Die Eigentümerin hält sich bedeckt. Auf Anfrage verweist Mediensprecherin Simone Hutmacher auf den Sanierungsbedarf. Man habe in enger Abstimmung mit der Gemeinde ein Projekt ausgearbeitet, das mehr Wohnungen und mehr Wohnfläche schaffe. «Aktuell sind konstruktive Gespräche mit der Gemeinde im Gang, um das weitere Vorgehen zu besprechen und die beste Lösung für alle Beteiligten zu finden», so Hutmacher. Ob die Bedürfnisse der Bewohner*innen dabei wirklich berücksichtigt werden, ist unklar.

Kaum bezahlbare Wohnungen in Langnau

Walter Angst, Co-Geschäftsleiter des Mieterinnen- und Mieterverbands Zürich, ärgert sich über das Vorgehen der Eigentümerin: «Dass die Zürich Invest AG allen auf einen Schlag gekündigt und die Etappierung damit ignoriert hat, ist an Arroganz kaum zu überbieten», sagt er. Der MV Zürich unterstützt die IG Vita von Susan Ponti und Fredi König sowie die Bewohner*innen der Siedlung. An einem Informationsanlass klärten Rechtsexpert*innen des Verbandes über die Einsprachemöglichkeiten auf, ermutigten die Anwesenden, sich gegen die Kündigung zur Wehr zu setzen, und reichten anschliessend Einsprachen ein. Zudem führte der MV Zürich eine Siedlungsumfrage durch, in der er die Bedürfnisse der Bewohner*innen abholte. Die Ergebnisse liegen zwar noch nicht vor, trotzdem zeichnen sich zwei Tendenzen ab: Mehr Zeit und die Möglichkeit, zu einem zahlbaren Mietpreis zurückkehren zu können. Der Grund: Der Wohnungsmarkt in Langnau ist ausgetrocknet. «Es gibt aktuell etwa drei bezahlbare Wohnungen.
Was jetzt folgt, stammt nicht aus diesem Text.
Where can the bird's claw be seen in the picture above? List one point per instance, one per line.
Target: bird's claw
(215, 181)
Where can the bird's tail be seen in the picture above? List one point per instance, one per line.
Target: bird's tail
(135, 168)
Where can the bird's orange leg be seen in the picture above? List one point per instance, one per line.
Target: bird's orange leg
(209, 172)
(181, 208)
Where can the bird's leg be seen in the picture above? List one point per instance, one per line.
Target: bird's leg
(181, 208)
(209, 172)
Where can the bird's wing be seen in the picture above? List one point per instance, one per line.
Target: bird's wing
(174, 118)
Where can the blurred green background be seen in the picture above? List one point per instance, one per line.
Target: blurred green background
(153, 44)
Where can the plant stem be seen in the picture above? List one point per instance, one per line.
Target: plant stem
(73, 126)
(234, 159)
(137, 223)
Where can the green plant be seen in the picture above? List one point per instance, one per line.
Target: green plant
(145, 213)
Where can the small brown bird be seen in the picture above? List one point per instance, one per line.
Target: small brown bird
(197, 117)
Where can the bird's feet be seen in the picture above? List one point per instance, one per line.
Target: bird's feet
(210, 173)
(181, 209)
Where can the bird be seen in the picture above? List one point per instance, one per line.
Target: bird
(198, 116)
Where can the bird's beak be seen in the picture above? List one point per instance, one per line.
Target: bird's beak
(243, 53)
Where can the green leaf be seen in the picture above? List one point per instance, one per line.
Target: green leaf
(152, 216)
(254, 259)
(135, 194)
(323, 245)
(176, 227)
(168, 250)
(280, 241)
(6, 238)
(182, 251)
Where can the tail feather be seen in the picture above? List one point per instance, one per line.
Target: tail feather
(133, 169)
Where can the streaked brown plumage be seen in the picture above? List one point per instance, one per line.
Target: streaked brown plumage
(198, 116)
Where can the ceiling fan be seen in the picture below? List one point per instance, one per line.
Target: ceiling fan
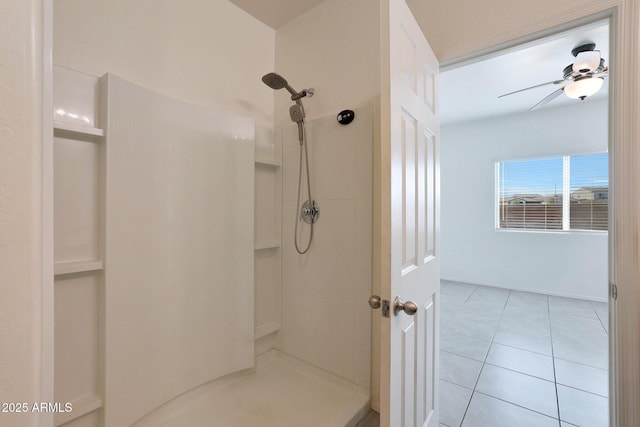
(582, 78)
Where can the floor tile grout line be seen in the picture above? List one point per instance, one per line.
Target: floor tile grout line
(553, 362)
(598, 316)
(519, 372)
(580, 363)
(520, 348)
(519, 406)
(584, 391)
(485, 358)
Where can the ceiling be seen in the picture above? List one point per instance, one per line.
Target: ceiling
(471, 91)
(275, 13)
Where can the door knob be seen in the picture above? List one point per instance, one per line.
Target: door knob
(408, 307)
(375, 301)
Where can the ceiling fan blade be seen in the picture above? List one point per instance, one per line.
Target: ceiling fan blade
(553, 95)
(554, 82)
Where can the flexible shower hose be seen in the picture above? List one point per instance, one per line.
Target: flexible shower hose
(303, 147)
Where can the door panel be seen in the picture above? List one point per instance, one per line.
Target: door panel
(410, 223)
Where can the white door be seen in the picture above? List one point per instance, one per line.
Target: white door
(409, 222)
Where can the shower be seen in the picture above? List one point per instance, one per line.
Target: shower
(309, 211)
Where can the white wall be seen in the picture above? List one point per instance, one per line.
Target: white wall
(210, 53)
(333, 48)
(472, 250)
(23, 240)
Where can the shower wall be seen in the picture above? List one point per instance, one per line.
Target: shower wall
(325, 316)
(209, 53)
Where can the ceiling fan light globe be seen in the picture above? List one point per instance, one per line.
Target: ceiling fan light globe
(582, 88)
(587, 62)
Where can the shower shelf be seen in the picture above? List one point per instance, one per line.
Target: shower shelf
(268, 163)
(80, 266)
(81, 406)
(77, 129)
(266, 329)
(270, 244)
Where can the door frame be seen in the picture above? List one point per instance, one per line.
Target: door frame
(624, 254)
(622, 258)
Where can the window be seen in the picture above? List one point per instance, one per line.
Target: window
(556, 193)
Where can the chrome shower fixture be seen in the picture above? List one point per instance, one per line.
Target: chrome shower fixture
(276, 81)
(309, 212)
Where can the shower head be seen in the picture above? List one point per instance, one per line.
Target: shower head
(276, 81)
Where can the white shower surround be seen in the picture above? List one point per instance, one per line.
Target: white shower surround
(325, 318)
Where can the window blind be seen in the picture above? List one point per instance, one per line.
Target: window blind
(534, 194)
(589, 208)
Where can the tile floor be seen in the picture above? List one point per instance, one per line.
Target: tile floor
(511, 358)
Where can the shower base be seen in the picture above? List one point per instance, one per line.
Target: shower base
(281, 392)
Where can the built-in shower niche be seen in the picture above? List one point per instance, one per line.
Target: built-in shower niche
(78, 247)
(268, 230)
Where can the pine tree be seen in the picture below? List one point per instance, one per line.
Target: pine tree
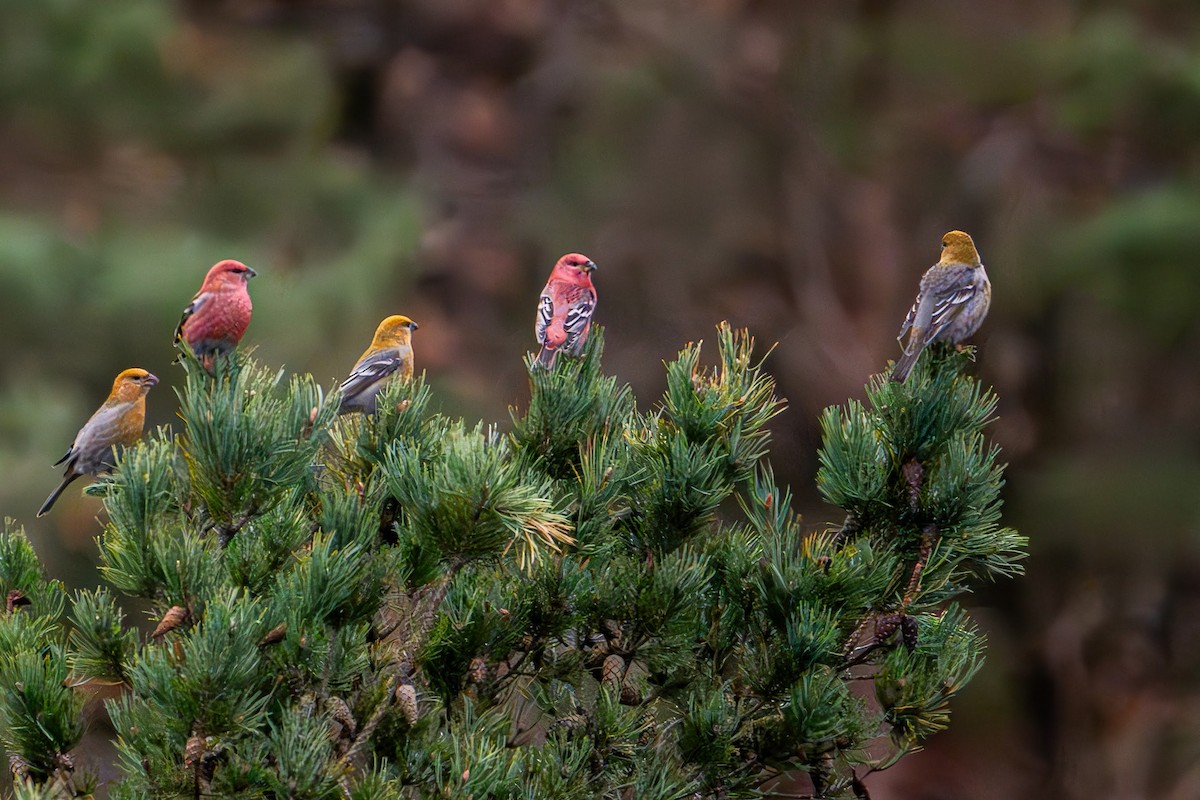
(600, 603)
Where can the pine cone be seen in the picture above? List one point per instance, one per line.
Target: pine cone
(274, 636)
(174, 617)
(193, 751)
(341, 714)
(612, 673)
(406, 698)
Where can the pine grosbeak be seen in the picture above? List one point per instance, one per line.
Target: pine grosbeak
(119, 421)
(564, 312)
(390, 354)
(952, 301)
(215, 320)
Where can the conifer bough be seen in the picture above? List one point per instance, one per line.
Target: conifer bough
(603, 602)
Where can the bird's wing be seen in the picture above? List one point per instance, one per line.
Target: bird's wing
(579, 317)
(94, 443)
(192, 307)
(370, 370)
(545, 314)
(948, 305)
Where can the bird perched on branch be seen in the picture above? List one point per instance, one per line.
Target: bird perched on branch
(389, 355)
(564, 312)
(215, 320)
(952, 301)
(119, 421)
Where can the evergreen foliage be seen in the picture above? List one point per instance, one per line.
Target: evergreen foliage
(406, 606)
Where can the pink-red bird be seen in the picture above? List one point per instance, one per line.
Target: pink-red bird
(564, 312)
(215, 320)
(119, 421)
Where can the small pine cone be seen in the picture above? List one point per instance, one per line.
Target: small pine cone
(15, 600)
(193, 751)
(174, 617)
(406, 698)
(612, 673)
(274, 636)
(341, 714)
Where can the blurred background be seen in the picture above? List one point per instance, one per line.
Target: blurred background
(786, 166)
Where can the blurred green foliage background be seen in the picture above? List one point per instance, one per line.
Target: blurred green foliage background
(786, 166)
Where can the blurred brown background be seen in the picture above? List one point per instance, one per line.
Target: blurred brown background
(786, 164)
Wohin sollen all die Menschen gehen?», sagt Susan Ponti.

Der Druck aus der Stadt schwappt über

Auf diese Entwicklung blickt Walter Angst mit Sorge. Denn das Vorgehen institutioneller Eigentümerschaften, das man aus der Stadt Zürich bestens kennt – mit Leerkündigungen und Neubauten mit hohen Mieten –, könnte in den nächsten Jahren auch in der Agglomeration stark zunehmen. Laut Angst gibt es gerade im Sihltal zahlreiche Siedlungen aus den 1970er- und 1980erJahren, die demnächst saniert werden könnten. Angst: «Wir spüren jeden Tag, dass der in der Stadt omnipräsente Druck auf die Mieter*innen in die Bezirke rund um Zürich hinüberschwappt.»

Hoffen auf Gerechtigkeit

In Langnau hoffen die Bewohner*innen derweil, dass ihr Druck und die Verhandlungen der Gemeinde bei der Eigentümerschaft für ein Umdenken und Menschlichkeit sorgen. So wünscht sich Fredi König mehr Zeit für die Suche nach einem neuen Zuhause oder sogar die Möglichkeit, in eine sanierte Wohnung zurückzukehren. Susan Ponti sagt: «Ich hoffe auf klare Kommunikation und eine faire Etappierung, damit die Menschen hier die Möglichkeit haben, ihre Zukunft zu planen.» Und für Doris Weber ist klar: «Ich will mein Zuhause nicht aufgeben. Damit bin ich nicht alleine. Darum hoffe ich auf Gerechtigkeit für uns alle.»